Con el capitán de Francia, Kylian Mbappé, en el banquillo después de sufrir una fractura de nariz en el primer partido, el partido cobró vida a trompicones, sin siquiera amenazar con convertirse en un clásico.
El holandés Xavi Simons tuvo el balón en la red en la segunda mitad, pero el gol fue anulado porque Denzel Dumfries, por estar en fuera de juego junto al portero Mike Maignan, fue penalizado y la decisión finalmente fue confirmada por el VAR después de un largo retraso.
El resultado deja el grupo abierto, aunque con cuatro puntos en el bolsillo tanto Francia como Holanda pensarán que probablemente han hecho lo suficiente para llegar a los octavos de final.
Francia se enfrentará ahora a Polonia, que no tiene puntos después de perder 3-1 ante Austria el viernes, mientras que Holanda se enfrentará a los austriacos, que tienen tres puntos, también el martes.
La saga en torno a la selección de Mbappé dominó la preparación, y su aparición en el entrenamiento del jueves con una máscara tricolore fue vista como una señal segura de que estaba listo para su inclusión.
La primera parte fue por momentos frenética, con los holandeses acercándose en el primer minuto cuando Maignan desvió el disparo de Jeremie Frimpong alrededor del poste antes de que Antoine Griezmann consiguiera un disparo tempranero fallado en el otro extremo.
Francia debería haber tomado la delantera minutos después, cuando Adrien Rabiot recibió un pase hacia la portería, pero inexplicablemente decidió pasarle el pase a Griezmann, quien quedó tan aturdido por su generosidad que controló mal, tropezó y perdió la posesión.

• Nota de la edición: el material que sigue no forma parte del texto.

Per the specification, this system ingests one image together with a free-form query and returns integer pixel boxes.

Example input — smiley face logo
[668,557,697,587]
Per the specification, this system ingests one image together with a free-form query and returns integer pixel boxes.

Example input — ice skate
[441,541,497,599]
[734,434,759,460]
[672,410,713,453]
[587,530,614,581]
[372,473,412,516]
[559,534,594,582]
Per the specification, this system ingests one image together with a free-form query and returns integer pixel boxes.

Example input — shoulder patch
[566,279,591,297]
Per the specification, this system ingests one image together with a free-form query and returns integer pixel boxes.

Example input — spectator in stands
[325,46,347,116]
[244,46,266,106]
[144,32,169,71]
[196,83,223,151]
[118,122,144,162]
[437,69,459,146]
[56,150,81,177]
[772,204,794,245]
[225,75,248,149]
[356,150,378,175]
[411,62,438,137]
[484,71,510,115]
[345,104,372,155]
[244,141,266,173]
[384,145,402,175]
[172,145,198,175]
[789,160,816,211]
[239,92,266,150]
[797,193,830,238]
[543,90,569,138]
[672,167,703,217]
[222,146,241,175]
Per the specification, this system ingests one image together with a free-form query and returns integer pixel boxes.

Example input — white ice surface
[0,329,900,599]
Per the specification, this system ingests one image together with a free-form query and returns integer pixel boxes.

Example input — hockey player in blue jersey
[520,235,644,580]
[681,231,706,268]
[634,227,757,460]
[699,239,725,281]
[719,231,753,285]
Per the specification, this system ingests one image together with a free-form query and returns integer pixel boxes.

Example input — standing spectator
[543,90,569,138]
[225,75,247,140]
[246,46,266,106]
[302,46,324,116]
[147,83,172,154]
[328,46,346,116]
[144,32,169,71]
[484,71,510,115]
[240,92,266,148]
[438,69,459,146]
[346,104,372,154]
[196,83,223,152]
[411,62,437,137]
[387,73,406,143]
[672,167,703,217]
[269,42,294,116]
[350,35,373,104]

Con Mbappé fuera de escena, Griezmann asumió el papel de hombre principal de Francia, disparando otra oportunidad desviada y cabeceando directamente al portero Bart Verbruggen tras un centro de Rabiot.
Por el contrario, Holanda parecía carecer de una amenaza real, con la mayoría de sus ataques agotándose y todos sus delanteros culpables de no encontrar un pase revelador cuando el área de penalti estaba a la vista.
A medida que avanzaba la segunda mitad, Francia aumentó el ritmo con Marcus Thuram lanzando un disparo desviado a la hora, Aurelien Tchouameni cabeceando y Griezmann desequilibrado nuevamente frustrado por Verbruggen desde corta distancia.
Los holandeses pensaron que finalmente habían roto el punto muerto cuando Simons disparó a la red solo para que las celebraciones fueran detenidas por la bandera del juez de línea y anuladas por el VAR.